В Маячный поселок она наведывалась нечасто, да и то после ужина неизменно поднималась к себе (вся мебель осталась на месте) и выгружала из портфельчика кипы бумаг, учебников и тетрадей. Собственно, вся ее учеба была одним затянувшимся поединком с отцом, поединком упорным, немым, ожесточенным. Даже теперь, когда в ней зрели и взрывались шипящие звуки его родного языка, он продолжал разговаривать с дочерью на своем тяжелом английском.
Когда Сюзанна была на третьем курсе, отец потерял работу.
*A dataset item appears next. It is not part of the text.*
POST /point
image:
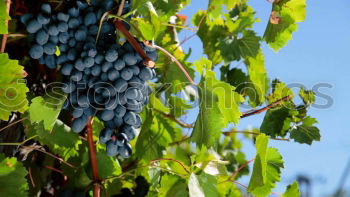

Фирма, перепуганная призраком прихода к власти Патриотической Партии Новой Галлии, переводила штаб-квартиру в Метрополис. Кое-кого из верных служащих брали с собой. Перед отцом извинились и предложили довольно щедрое выходное пособие, в сущности, почти досрочную пенсию. Но отец не мыслил себя без работы. Дом в Маячном поселке, по всей видимости, следовало продать, а семье - переселиться на Запад, в те края, где нашлось бы место для пятидесятипятилетнего инженера-строителя, изредка страдающего ревматизмом и не владеющего галльским языком.
Они сидели вчетвером с братом Николаем у электрического камина, не слишком убедительно изображавшего лепестки настоящего пламени. Мать уверяла, что с отцовскими талантами и стажем ему решительно не о чем беспокоиться, в крайнем же случае она пойдет на работу сама, не говоря уж о том, что - вот совпадение! - на днях ей пришел из федеративного издательства сочувственный отзыв о последнем романе. Отец был мрачен и молчалив. Никогда раньше не посвящали Сюзанну в вещи, угрожавшие самому существованию семейства в Маячном поселке, и ссориться родители старались тайком от детей. Правда, типовой дом из сухой штукатурки на алюминиевом каркасе не был рассчитан на семейные сцены, и не одну ночь провела девочка Сюзанна, в слезах прислушиваясь к выкрикам на первом этаже. Лающими фразами на славянском осыпал отец ничего не понимавшую мать, визгливо и суетно отвечала она ему, а наутро все было тише воды, ниже травы, и мать помогала отцу завязывать галстук и пододвигала к нему запотевший стакан с томатным соком (апельсинового он не признавал). Вдумчивый брат Николай по дороге в школу объяснял Сюзанне, что родители таким образом освобождаются от стресса, и если б они не любили друг друга, то давно бы разошлись. После школы заплаканная мать просила ее разогреть обед и продолжала твердить что-то жалобное в телефонную трубку. А Сюзанна продолжала вспоминать сердитую скороговорку отца (мне завтра на работу, кормить тебя и детей, твои глупости меня не интересуют, и денег на издание за свой счет у меня нет...) и тонкие выкрики матери (мне надоело от тебя зависеть, меня губит, ты понимаешь, губит эта жизнь, и все это - по твоей вине). Дети весь день голодные, цедил отец, зачем мы покупали этот проклятый пылесос, если пыль и под кроватями, и ковер Бог знает когда... даже коллег пригласить стыдно... Лучше бы пошла на службу, добавлял он, и не морочила голову себе и домашним. Ночные скандалы, к слову сказать, почти всегда начинались после того, как почтальон приносил очередной пакет с возвращенной рукописью - а еще через несколько дней мать оживала и снова чуть ли не круглые сутки стучала на электрической пишущей машинке, спроваживала мужа и детей из дома по выходным, и соломенная корзинка у ее письменного стола переполнялась измятым, разодранным на мелкие кусочки печатным текстом.